When you have to explain why your bill won't create death panels, and what will make sure that it doesn't, you've pretty much lost the argument.
That's an excellent point, and I'm glad he admits it, because the rest of Klein's essay makes the case that just asking if ObamaCare will create "death panels" is killing democracy. That's right, Klein argues that the concerns over Democratic plans for cost rationalization, felt by literally hundreds of thousands of regular Americans, amount to "unthinkable madness."

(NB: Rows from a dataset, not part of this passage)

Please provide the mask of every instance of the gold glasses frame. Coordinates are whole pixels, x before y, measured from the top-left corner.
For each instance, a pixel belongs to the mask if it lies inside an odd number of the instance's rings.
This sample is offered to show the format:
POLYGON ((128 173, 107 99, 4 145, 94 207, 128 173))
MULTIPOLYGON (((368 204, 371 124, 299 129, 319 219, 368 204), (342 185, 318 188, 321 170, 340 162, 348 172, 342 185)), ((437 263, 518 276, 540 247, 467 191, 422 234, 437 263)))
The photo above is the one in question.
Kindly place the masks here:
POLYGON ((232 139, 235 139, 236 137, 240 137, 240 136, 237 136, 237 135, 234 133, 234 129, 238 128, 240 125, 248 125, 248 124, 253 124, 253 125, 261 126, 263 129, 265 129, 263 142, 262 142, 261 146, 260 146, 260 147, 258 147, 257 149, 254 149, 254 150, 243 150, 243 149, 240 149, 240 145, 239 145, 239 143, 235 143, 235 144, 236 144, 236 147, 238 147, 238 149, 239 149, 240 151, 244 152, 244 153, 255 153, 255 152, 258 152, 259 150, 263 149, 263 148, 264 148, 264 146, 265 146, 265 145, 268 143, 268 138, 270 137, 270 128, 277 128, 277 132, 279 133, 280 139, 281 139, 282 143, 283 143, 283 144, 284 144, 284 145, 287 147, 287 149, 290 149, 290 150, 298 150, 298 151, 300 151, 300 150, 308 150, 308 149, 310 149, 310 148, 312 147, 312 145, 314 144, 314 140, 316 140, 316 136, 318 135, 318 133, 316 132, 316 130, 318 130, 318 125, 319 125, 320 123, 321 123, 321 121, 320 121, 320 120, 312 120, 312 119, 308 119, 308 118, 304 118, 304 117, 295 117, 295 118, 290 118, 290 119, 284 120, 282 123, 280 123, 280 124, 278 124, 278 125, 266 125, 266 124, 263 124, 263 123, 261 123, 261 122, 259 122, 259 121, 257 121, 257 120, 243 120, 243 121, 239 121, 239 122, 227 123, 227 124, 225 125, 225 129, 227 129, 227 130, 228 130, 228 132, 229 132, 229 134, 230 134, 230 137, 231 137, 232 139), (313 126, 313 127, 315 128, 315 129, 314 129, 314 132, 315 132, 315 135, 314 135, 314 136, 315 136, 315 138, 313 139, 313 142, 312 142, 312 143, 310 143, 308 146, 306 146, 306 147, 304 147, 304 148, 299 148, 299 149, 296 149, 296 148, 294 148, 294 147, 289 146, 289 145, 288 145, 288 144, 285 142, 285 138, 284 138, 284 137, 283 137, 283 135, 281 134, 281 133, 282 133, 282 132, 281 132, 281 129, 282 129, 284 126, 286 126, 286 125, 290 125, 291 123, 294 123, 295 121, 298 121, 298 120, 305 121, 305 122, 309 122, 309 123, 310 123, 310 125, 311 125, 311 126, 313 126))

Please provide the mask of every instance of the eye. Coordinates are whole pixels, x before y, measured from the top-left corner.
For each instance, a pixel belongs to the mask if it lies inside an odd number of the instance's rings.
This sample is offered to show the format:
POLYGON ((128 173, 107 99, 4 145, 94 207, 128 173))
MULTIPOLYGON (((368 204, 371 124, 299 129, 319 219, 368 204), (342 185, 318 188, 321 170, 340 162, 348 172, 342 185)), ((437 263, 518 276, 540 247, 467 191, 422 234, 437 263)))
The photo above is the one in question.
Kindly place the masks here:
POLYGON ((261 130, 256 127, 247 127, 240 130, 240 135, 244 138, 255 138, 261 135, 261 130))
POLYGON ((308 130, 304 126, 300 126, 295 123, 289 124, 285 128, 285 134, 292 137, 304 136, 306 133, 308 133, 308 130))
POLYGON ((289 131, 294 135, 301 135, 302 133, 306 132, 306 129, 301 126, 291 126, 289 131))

Klein links to an essay at the Post by Danielle Allen, "Health Reform's Hearing Problem: Both Sides Are Deaf to the Real Debate About Consequences":
In asking lawmakers to consider not merely the goals of their policies but also the experiential meaning of concrete realities that those policies may bring, they have a point. One can't answer them by saying: "These policies won't ration; there will be no death panels." If these reforms do either of these things, they will do so as a matter of unintended consequences. The appropriate answer, therefore, is to explain the institutional checks that will prevent the emergence of such unintended consequences.Actually ,"unintended consequences" are part and parcel to policy evaluation. Leftists had no problem attacking the Bush administration's robust forward policy of democracy promotion, including wars in Afghanistan and Iraq, by excoriating neo-imperialist "blowback." Yet, now that the Democrats are in power, and when they're being asked legitimate questions - and whether folks are angry while asking the questions is immaterial - they throw up their hands and cry, "Ahh, this is madness ... you're killing the democratic process." Ezra Klein's basically endorsing the Pelosi/Hoyer formulation of criticism of the administration as "un-American." Leftists, people who are supposed to be all about civic participation and civil liberties, want to squelch freedom of speech faster than you can say "comparative effectiveness."
In any case, watch Glenn Beck at the video above. He argues, at about 2:40 minutes, that "I am so sick and tired of the media, and everybody else, equating union thugs with everyday Americans."
But you won't get that from Ezra Klein and the secular collectivists. All you'll here are smears of "Astroturfing" and "teabagging," and how the right's "hooligans" are destroying democracy.
Frankly, grassroots American democracy hasn't been quite this vigorous in some time, and we can thank Barack Obama's own hubris for that, not to mention the Pelosi/Reid/Hoyer faction's own sense of royal entitlement.
Meanwhile, our all-American town hall demonstrators just need to keep repeating: "You work for us"!